The Shulchan Aruch (H”M, 418:13) rules like the Chachamim (Bava Kamma 62), that one who burns a fire is not liable for embedded items (tamun). As the braisa details, this is only true if the fire was lit in one’s own property, and then spread to someone else’s. A fire lit in someone else’s property obligates the burner in the damages for embedded objects. This is due to the fact that the verse which excludes tamun is in the basic case of a fire described in the Torah – when a fire exited one’s property, and then damaged. However, liability for tamun in the case of a fire lit elsewhere is only for items normally embedded – and for which the burner should have considered may be burned. Therefore, in a field, he is only liable for farm implements, whereas in a house, he is liable for all items.

Which Cases?

The Gemora earlier in B”K (22-23), in the topic of whether a fire causes liability as the burner’s arrows or property, discussed the case of tamun. The Gemora stated that according to Rabbi Yochanan (whose opinion is the halachah), who holds that a fire is like the burner’s arrows, there seems to be no reason to exclude tamun: if a person shot an arrow, he’s liable for any damages, even on embedded items. Therefore, the Gemora states that Rabbi Yochanan only excludes liability for tamun when kalu lo chitzav – the direct effect of the fire has stopped (e.g., by being blunted by a wall, which then collapsed). In that case, the liability is only for the property aspect of the fire, since he should have put up a firewall to stop it from spreading. Even though Rabbi Yochanan holds that a fire causes liability as an arrow of the burner, Rabbi Yochanan agrees that a fire can also cause liability as the burner’s property, and would be considered so if the burner could have stopped the fire and didn’t. Therefore, the Shulchan Aruch rules that the exclusion of tamun only applies to a fire which was blunted by a wall.

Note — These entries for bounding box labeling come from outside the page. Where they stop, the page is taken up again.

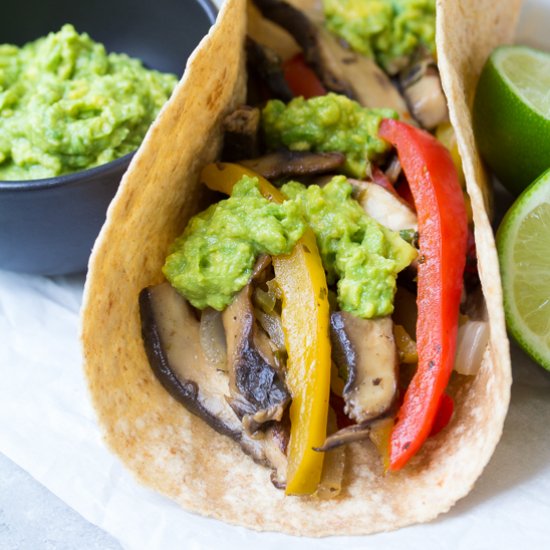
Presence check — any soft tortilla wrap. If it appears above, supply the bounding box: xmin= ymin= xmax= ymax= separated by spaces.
xmin=82 ymin=0 xmax=520 ymax=536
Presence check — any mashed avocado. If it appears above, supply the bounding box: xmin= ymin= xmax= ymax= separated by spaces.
xmin=282 ymin=176 xmax=416 ymax=318
xmin=0 ymin=25 xmax=177 ymax=180
xmin=262 ymin=93 xmax=397 ymax=178
xmin=323 ymin=0 xmax=435 ymax=74
xmin=163 ymin=176 xmax=305 ymax=311
xmin=163 ymin=172 xmax=416 ymax=318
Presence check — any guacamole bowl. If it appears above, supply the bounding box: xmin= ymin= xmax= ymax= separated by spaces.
xmin=0 ymin=0 xmax=216 ymax=275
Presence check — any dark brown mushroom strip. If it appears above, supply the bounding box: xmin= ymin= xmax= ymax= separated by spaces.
xmin=399 ymin=52 xmax=449 ymax=130
xmin=315 ymin=413 xmax=393 ymax=452
xmin=222 ymin=105 xmax=260 ymax=162
xmin=317 ymin=28 xmax=411 ymax=121
xmin=239 ymin=150 xmax=346 ymax=180
xmin=315 ymin=422 xmax=378 ymax=452
xmin=254 ymin=0 xmax=354 ymax=98
xmin=330 ymin=311 xmax=397 ymax=424
xmin=222 ymin=268 xmax=290 ymax=433
xmin=246 ymin=37 xmax=294 ymax=103
xmin=139 ymin=283 xmax=287 ymax=486
xmin=255 ymin=0 xmax=410 ymax=120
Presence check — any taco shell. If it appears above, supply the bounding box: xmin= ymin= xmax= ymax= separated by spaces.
xmin=81 ymin=0 xmax=520 ymax=536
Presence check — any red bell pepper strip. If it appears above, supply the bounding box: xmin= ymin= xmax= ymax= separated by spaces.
xmin=379 ymin=119 xmax=468 ymax=471
xmin=430 ymin=393 xmax=455 ymax=437
xmin=283 ymin=53 xmax=327 ymax=99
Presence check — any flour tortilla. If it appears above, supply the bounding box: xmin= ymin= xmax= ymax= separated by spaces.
xmin=82 ymin=0 xmax=519 ymax=536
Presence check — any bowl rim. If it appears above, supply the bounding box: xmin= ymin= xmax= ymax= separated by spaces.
xmin=0 ymin=0 xmax=219 ymax=193
xmin=0 ymin=152 xmax=136 ymax=193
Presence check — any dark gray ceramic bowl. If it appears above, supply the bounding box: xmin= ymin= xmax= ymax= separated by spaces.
xmin=0 ymin=0 xmax=220 ymax=275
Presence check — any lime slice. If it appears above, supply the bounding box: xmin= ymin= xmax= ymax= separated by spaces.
xmin=497 ymin=169 xmax=550 ymax=370
xmin=473 ymin=46 xmax=550 ymax=195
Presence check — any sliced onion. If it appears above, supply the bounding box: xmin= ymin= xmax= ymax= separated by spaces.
xmin=455 ymin=321 xmax=489 ymax=375
xmin=199 ymin=307 xmax=227 ymax=370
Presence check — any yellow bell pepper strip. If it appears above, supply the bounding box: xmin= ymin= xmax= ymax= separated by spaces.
xmin=378 ymin=119 xmax=468 ymax=471
xmin=200 ymin=163 xmax=331 ymax=495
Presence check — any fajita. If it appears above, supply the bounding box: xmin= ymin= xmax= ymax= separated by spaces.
xmin=83 ymin=0 xmax=519 ymax=536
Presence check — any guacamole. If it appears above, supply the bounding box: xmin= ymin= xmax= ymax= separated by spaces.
xmin=163 ymin=176 xmax=305 ymax=311
xmin=262 ymin=93 xmax=397 ymax=178
xmin=323 ymin=0 xmax=435 ymax=74
xmin=0 ymin=25 xmax=177 ymax=180
xmin=163 ymin=176 xmax=416 ymax=318
xmin=282 ymin=176 xmax=416 ymax=318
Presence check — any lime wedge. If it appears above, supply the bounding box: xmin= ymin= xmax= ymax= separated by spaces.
xmin=473 ymin=46 xmax=550 ymax=195
xmin=497 ymin=169 xmax=550 ymax=370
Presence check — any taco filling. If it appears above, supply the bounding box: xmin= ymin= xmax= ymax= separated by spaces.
xmin=140 ymin=0 xmax=488 ymax=496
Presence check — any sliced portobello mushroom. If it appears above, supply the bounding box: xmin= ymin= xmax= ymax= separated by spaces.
xmin=222 ymin=260 xmax=290 ymax=434
xmin=240 ymin=149 xmax=346 ymax=180
xmin=221 ymin=105 xmax=260 ymax=162
xmin=399 ymin=50 xmax=449 ymax=130
xmin=246 ymin=37 xmax=294 ymax=103
xmin=254 ymin=0 xmax=353 ymax=98
xmin=139 ymin=283 xmax=287 ymax=486
xmin=330 ymin=311 xmax=397 ymax=424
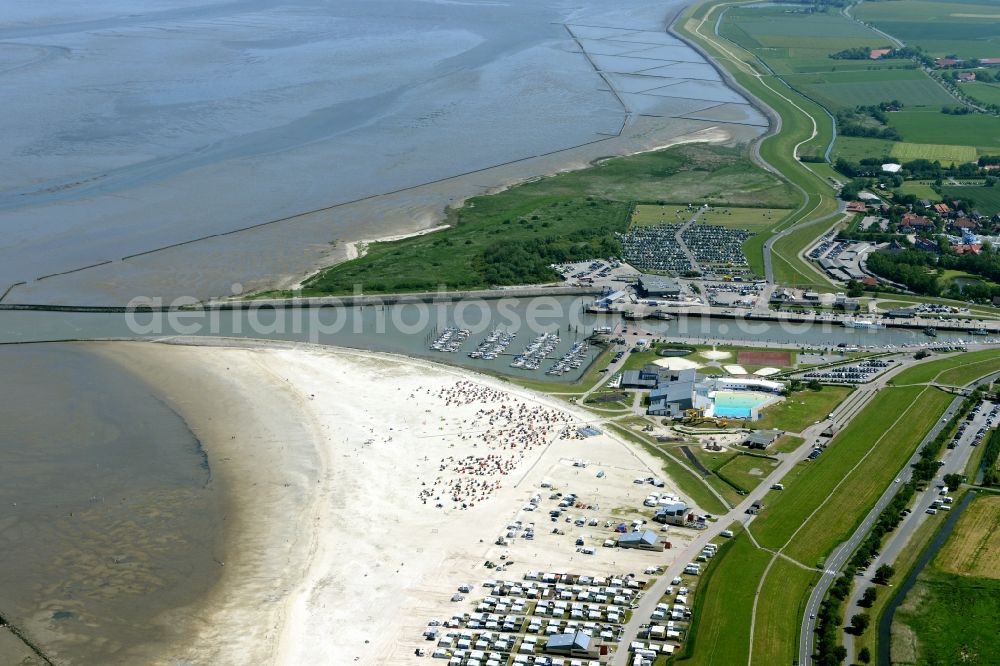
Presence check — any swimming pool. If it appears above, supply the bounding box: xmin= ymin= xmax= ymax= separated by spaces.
xmin=712 ymin=391 xmax=774 ymax=419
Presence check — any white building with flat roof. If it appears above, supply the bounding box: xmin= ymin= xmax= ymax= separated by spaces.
xmin=715 ymin=377 xmax=785 ymax=393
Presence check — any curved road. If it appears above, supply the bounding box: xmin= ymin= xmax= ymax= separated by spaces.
xmin=799 ymin=373 xmax=1000 ymax=666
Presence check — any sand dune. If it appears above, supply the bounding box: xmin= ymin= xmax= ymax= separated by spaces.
xmin=95 ymin=343 xmax=686 ymax=664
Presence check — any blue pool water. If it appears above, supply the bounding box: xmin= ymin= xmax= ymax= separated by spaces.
xmin=713 ymin=391 xmax=771 ymax=419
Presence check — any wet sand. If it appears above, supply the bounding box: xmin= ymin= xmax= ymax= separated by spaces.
xmin=0 ymin=344 xmax=224 ymax=664
xmin=86 ymin=342 xmax=684 ymax=664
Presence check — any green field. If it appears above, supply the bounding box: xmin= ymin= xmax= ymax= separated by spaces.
xmin=937 ymin=357 xmax=1000 ymax=386
xmin=716 ymin=454 xmax=778 ymax=491
xmin=889 ymin=141 xmax=977 ymax=165
xmin=961 ymin=81 xmax=1000 ymax=104
xmin=632 ymin=204 xmax=791 ymax=232
xmin=290 ymin=144 xmax=795 ymax=296
xmin=675 ymin=533 xmax=771 ymax=666
xmin=889 ymin=349 xmax=1000 ymax=386
xmin=896 ymin=180 xmax=939 ymax=200
xmin=854 ymin=0 xmax=1000 ymax=58
xmin=753 ymin=558 xmax=819 ymax=665
xmin=676 ymin=3 xmax=837 ymax=288
xmin=833 ymin=136 xmax=896 ymax=161
xmin=941 ymin=186 xmax=1000 ymax=215
xmin=786 ymin=69 xmax=955 ymax=111
xmin=892 ymin=495 xmax=1000 ymax=664
xmin=889 ymin=108 xmax=1000 ymax=152
xmin=753 ymin=386 xmax=925 ymax=548
xmin=754 ymin=386 xmax=853 ymax=432
xmin=892 ymin=569 xmax=1000 ymax=665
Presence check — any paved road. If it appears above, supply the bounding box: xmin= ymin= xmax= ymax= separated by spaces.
xmin=844 ymin=392 xmax=990 ymax=657
xmin=799 ymin=373 xmax=1000 ymax=666
xmin=608 ymin=422 xmax=827 ymax=666
xmin=609 ymin=352 xmax=928 ymax=666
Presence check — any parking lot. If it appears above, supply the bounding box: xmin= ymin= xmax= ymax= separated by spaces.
xmin=802 ymin=359 xmax=896 ymax=384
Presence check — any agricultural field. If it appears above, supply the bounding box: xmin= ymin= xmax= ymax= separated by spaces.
xmin=853 ymin=0 xmax=1000 ymax=58
xmin=892 ymin=567 xmax=1000 ymax=666
xmin=832 ymin=136 xmax=896 ymax=161
xmin=292 ymin=144 xmax=797 ymax=296
xmin=698 ymin=206 xmax=792 ymax=232
xmin=785 ymin=69 xmax=955 ymax=111
xmin=632 ymin=204 xmax=791 ymax=231
xmin=941 ymin=185 xmax=1000 ymax=215
xmin=895 ymin=180 xmax=938 ymax=200
xmin=785 ymin=388 xmax=954 ymax=565
xmin=674 ymin=533 xmax=771 ymax=666
xmin=961 ymin=81 xmax=1000 ymax=104
xmin=934 ymin=495 xmax=1000 ymax=579
xmin=889 ymin=140 xmax=978 ymax=165
xmin=889 ymin=107 xmax=1000 ymax=153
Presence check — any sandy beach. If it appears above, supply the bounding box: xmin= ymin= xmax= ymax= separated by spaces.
xmin=93 ymin=343 xmax=700 ymax=664
xmin=278 ymin=126 xmax=733 ymax=291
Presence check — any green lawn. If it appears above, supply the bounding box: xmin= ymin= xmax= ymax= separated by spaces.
xmin=754 ymin=386 xmax=853 ymax=432
xmin=787 ymin=69 xmax=955 ymax=111
xmin=937 ymin=350 xmax=1000 ymax=386
xmin=753 ymin=387 xmax=925 ymax=548
xmin=961 ymin=81 xmax=1000 ymax=104
xmin=785 ymin=388 xmax=954 ymax=565
xmin=889 ymin=349 xmax=1000 ymax=386
xmin=833 ymin=136 xmax=895 ymax=161
xmin=941 ymin=186 xmax=1000 ymax=215
xmin=753 ymin=558 xmax=819 ymax=665
xmin=675 ymin=533 xmax=771 ymax=666
xmin=889 ymin=141 xmax=977 ymax=164
xmin=896 ymin=180 xmax=941 ymax=201
xmin=892 ymin=566 xmax=1000 ymax=666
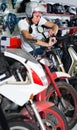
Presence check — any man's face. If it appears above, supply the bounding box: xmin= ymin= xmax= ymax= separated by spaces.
xmin=32 ymin=12 xmax=42 ymax=24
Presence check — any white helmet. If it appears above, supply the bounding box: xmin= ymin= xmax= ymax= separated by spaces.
xmin=26 ymin=1 xmax=47 ymax=18
xmin=69 ymin=5 xmax=76 ymax=15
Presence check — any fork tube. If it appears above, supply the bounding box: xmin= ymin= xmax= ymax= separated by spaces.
xmin=30 ymin=100 xmax=46 ymax=130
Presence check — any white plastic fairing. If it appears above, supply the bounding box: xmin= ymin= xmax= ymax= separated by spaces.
xmin=0 ymin=83 xmax=46 ymax=106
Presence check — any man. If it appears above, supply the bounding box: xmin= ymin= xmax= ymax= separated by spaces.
xmin=18 ymin=1 xmax=58 ymax=54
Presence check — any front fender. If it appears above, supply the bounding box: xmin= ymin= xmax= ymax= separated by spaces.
xmin=51 ymin=72 xmax=71 ymax=80
xmin=35 ymin=101 xmax=54 ymax=112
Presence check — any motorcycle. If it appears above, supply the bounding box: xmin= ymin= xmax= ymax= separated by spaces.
xmin=0 ymin=49 xmax=69 ymax=130
xmin=0 ymin=49 xmax=77 ymax=127
xmin=0 ymin=106 xmax=37 ymax=130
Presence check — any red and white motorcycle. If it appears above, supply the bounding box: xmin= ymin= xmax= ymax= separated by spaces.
xmin=0 ymin=49 xmax=77 ymax=128
xmin=0 ymin=49 xmax=69 ymax=130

The Gr”a (418:33), however, claims that this understanding of the Gemora on 23 is incorrect, and is not the way the Rambam and the Rif read it. Instead, the Gr”a says that when the Gemora clarified that Rabbi Yochanan agrees to a property aspect of a fire, the Gemora was reversing the limitation of tamun to kalu lo chitzav. The Gemora’s original question was how a person could be exempt for paying for tamun damages. The Gemora here states that a burner is liable for tamun when he lights the fire in the grain owner’s property. However, just as when someone fires an arrow, wherever it goes is considered his action, when someone lights a fire anywhere, wherever it goes should be considered his lighting, and therefore, all cases of tamun should be liable. The Gemora on 23 first answered that when the wall blunted the fire, it’s not an arrow anymore. However, the Gemora then reverses this, and states that a fire is different than an arrow, because a fire can be interrupted in mid flight. Therefore, the verse’s exclusion of tamun is only when the fault of the burner was simply not stopping the fire. The Gr”a therefore disputes the exception that the Shulchan Aruch places on the limitation of tamun, and instead holds that the burner of a fire is always not liable for tamun, as long as he lit the fire in his own property, and it spread elsewhere. [See Gra on B”K 23, note 1 for a different reading of the Gemora there.]

Grain coating

The Shitah quotes Rabbi Yehonosan who points out that we must explain that the case of a barley pile coated in wheat is a case where the field owner only allowed barley. If this would not be the case, there would be no reason to exempt him from paying for the wheat covering, which he allowed and saw. If so, the need for this case – even though we already learned the case of bringing a full wheat pile when only allowed to bring in barley – is to teach us that if the owner only allowed barley, he is not even obligated in the small difference that a wheat covering adds.